Empfehlen Sie das Lernen im Hochbegabtenzug oder kann das Kind nicht ebenso in der Regelklasse glücklich werden?

Kinder erleben oft in einem Hochbegabtenzug eine Form der Integration. Solche Kinder schildern dann in Beratungsstunden, dass sie niemand mehr komisch anguckt, wenn sie Fragen stellen oder sie sich als Fünftklässler für Astronomie interessieren. Für Fünft- bis Siebtklässler ist das Lernen im Hochbegabtenzug toll. Das erlebe ich selbst als Lehrerin und das sind auch die Ergebnisse einer Studie der Uni Würzburg zum Lernen im Hochbegabtenzug, der PULSS-Studie. Da stellte sich heraus, dass sich begabte Kinder im Hochbegabtenzug besser entwickelt und eine höhere Lernleistung erbracht haben. Interessant war, dass es ab Klasse 8 keinen Unterschied mehr gemacht hat, wo die Jugendlichen lernen. Die Vermutung liegt nahe, dass Jugendliche schon gefestigt sind und nicht mehr so abhängig sind von der äußeren Umgebung im Hinblick auf den Lernerfolg.  

Welche Rolle kommt Lehrern und Lehrerinnen zu bei der Unterstützung eines hochbegabten Kindes?

Sind Lehrer offen für viele Fragen und kreative Ideen, ist das natürlich
ein Glück für begabte Kinder. Allerdings erlebe ich oft Kinder in der Beratung, die erzählen, dass ihr Verhalten, viele Fragen zu stellen, nicht erwünscht ist. Lehrerpersönlichkeiten sind unterschiedlich. Manche empfinden es als persönlichen Angriff, wenn sie keine Antwort auf eine Frage eines Kindes parat haben, und fühlen sich dann blamiert. So wie unser System Schule ist, sind dann die Kinder dann in der Regel die Verlierer.  De facto sind begabte Kinder benachteiligt. Was man Schülern, die sich mit Lernen schwertun, an Förderung zugesteht, hält man begabten Kindern vor.
Was beeinflusst, ob Hochbegabte glückliche oder unglückliche Kinder sind?
Jedes Kind will geliebt und gemocht werden. Es kommt zuerst auf die Eltern an, ob sie ihren Kindern vermitteln, dass sie sich daran freuen, wenn ihr Kind viele Fragen stellt. Oder ob die Fragerei als störend empfunden wird. Natürlich spielt die Schule auch eine Rolle.

Was wünschen Sie sich für begabte Kinder?

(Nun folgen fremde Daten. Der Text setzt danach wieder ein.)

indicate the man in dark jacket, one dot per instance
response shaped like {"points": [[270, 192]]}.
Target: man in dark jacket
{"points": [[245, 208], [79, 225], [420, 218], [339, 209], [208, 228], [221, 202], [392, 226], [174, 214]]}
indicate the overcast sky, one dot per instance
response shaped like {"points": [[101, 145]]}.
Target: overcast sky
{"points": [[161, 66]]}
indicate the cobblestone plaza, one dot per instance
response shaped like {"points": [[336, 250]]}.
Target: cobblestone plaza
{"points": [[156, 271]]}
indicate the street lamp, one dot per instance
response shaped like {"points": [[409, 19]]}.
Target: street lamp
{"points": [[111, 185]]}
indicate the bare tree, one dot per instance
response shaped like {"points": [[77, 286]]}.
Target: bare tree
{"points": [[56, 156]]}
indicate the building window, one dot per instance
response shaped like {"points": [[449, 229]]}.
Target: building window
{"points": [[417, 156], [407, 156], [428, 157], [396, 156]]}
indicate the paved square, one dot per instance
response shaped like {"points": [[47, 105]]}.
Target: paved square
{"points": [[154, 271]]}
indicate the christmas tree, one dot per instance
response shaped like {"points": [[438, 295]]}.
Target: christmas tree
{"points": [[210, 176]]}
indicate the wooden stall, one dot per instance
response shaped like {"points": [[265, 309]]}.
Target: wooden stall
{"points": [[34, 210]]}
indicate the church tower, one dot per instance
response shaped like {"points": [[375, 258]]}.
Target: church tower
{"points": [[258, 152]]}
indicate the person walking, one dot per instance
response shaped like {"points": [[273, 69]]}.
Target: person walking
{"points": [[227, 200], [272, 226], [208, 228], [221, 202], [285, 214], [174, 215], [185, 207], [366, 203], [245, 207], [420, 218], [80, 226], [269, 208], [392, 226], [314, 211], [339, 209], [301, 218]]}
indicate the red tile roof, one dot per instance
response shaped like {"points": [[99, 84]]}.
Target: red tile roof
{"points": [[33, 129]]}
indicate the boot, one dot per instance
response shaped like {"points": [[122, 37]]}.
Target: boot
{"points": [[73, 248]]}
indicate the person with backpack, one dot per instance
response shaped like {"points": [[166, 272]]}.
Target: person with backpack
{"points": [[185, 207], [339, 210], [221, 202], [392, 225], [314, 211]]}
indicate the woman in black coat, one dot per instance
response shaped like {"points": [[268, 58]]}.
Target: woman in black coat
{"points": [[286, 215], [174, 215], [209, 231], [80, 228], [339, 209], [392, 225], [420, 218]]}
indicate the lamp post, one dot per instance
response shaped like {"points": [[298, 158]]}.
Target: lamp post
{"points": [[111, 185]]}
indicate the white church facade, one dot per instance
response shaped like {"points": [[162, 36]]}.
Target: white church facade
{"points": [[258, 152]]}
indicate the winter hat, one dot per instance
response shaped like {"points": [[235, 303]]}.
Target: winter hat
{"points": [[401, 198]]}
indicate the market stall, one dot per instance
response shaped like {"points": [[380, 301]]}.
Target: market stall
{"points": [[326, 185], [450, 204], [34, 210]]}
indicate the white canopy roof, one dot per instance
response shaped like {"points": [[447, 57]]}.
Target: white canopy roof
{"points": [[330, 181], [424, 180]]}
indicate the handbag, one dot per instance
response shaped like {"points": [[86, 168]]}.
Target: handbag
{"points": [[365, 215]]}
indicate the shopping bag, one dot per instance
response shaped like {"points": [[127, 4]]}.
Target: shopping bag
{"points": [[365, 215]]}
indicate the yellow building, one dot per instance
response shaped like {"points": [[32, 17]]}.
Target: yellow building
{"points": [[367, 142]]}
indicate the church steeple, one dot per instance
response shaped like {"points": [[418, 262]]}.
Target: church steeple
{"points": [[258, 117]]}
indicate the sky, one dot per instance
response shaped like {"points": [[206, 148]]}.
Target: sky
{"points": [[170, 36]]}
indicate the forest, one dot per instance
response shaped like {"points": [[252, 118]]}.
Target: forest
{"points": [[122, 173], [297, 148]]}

Für sie wünsche ich mir Schulen, die bereit sind, auch mal etwas auszuprobieren. Warum sollte ein begabter Drittklässler, der in Mathe seinen Klassenkameraden weit voraus ist, nicht den Matheunterricht der 4. Klasse besuchen? Das alles hängt sehr davon ab, wie aufgeschlossen Schulleitungen und Pädagogen da sind. Ich wünsche mir Schulen, die begabten Kindern etwas gönnen, sie fördern und auch fordern.

Zur Person

Ingvelde Scholz ist Ehrenmitglied des Landesverbandes für Hochbegabung, Leiterin der Profilgruppe Hochbegabten- und Begabtenförderung, Lehrbeauftragte für pädagogische Psychologie und Fachleiterin für Latein am Seminar Stuttgart. Ihr Hauptgeschäft ist die Arbeit als Lehrerin am Friedrich-Schiller-Gymnasium in Marbach, wo sie sich auch für die Belange begabter Kinder engagiert. Als hochbegabt gilt übrigens, wessen IQ bei 130 und höher liegt. Das ist bei zwei Prozent der Bevölkerung der Fall.